Clinton has been ahead almost continuously in most polls. She still retains a lead, but this could change in the coming days with some polls now showing a far closer race. The presidential campaign has seen Donald Trump, once a Republican outsider, close the gap on Clinton before falling back after a series of controversies. Trump has briefly pulled ahead a couple of times - first on 19 May. His polling threatened to consistently overtake Clinton in September, but has since fallen back after a series of allegations of sexual assault were made against him.

Trump is prone to making gaffes and alienating key demographic groups with his comments. His comments on sexually assaulting women, as well as poor performances in the presidential debates, had seen Clinton extend her lead. However, with the news that the FBI is once again investigating Clinton, a lot could change between now and 8th of November, the Election Day.

But why does the world worry so much? Is there any justification for the emergence of Trump as an actual US President? Does he really have so much power in a democracy like the US? Could a president actually prevent such an active attempt to suspend the basic functions of government? As it turns out, it would be fairly trivial for any president to neatly bypass such an obstruction.

Historically, Presidential systems of government have been anything but stable. The Presidency of the United States and of Costa Rica have remained the sole exceptions to this rule to date. Costa Rica has managed to avoid it by the investment of power into a non-government oversight group, found in the Comptroller General, Procurator General, and Ombudsman.

The United States did due to their founding with a Congress-first model, with the President having very restricted power. Over time this evolved into the political party duopoly which brought stability to the nation after the civil war. With the erosion of the two party system, and the embrace of winning at all cost over compromise, this oversight which maintained the stability of the US while so many of their fellow presidential nations had their governments collapse, was eliminated.

Using Executive Orders the President has, over time, greatly expanded the power they have held. From Franklin Roosevelt's engagement against the German navy in 1940 to George W. Bush's domestic surveillance program, Presidential power has only grown over the years. While some token attempts to constrain this have been passed, in reality much of this power has never been properly challenged.

The problem is that the president can act, and only be stopped in hindsight. Nixon was engaged in attacks on political opponents, even rigging the 1972 election without recourse. Only when his involvement with a break in at the Watergate Hotel was revealed did Congress make any movement to restrict the President. By that point, Nixon had engaged in several years of arbitrary actions, involved in everything from toppling governments to domestic espionage.
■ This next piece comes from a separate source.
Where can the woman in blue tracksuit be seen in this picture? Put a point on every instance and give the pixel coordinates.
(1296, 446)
A president who genuinely wished to reduce even this limited oversight can engage in tactics working within the framework of the Constitution but which stretch that interpretation to the limit. These kinds of tactics used to be unheard of, but in recent years partisans on both sides of the aisle have engaged in these kinds of hardball politics. Once a tactic has been used, it becomes ever easier to see its use. Witness the increasing use of signing statements to bypass newly passed laws, or the stark increase of the filibuster. Applying this tactic, we can create a scenario through which the President could manage to bypass Congress, and eliminate the limited oversight they do have.
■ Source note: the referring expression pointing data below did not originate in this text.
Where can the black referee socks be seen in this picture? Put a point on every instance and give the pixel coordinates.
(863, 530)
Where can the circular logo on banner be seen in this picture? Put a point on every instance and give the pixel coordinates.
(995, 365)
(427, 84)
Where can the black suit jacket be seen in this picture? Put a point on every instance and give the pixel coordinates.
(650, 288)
But these are extreme scenarios. In reality will Donald Trump do the drastic things he wants to do - like shut out Muslims or build a wall with Mexico? This is a difficult question to answer as he may find it very difficult to do so, even armed with executive orders. Congress may repeal the acts if led by a Democratic majority, or the acts may simply be unpopular enough for him to remove it himself. A Trump led government may not be the nightmarish scenario, which many people would want to believe.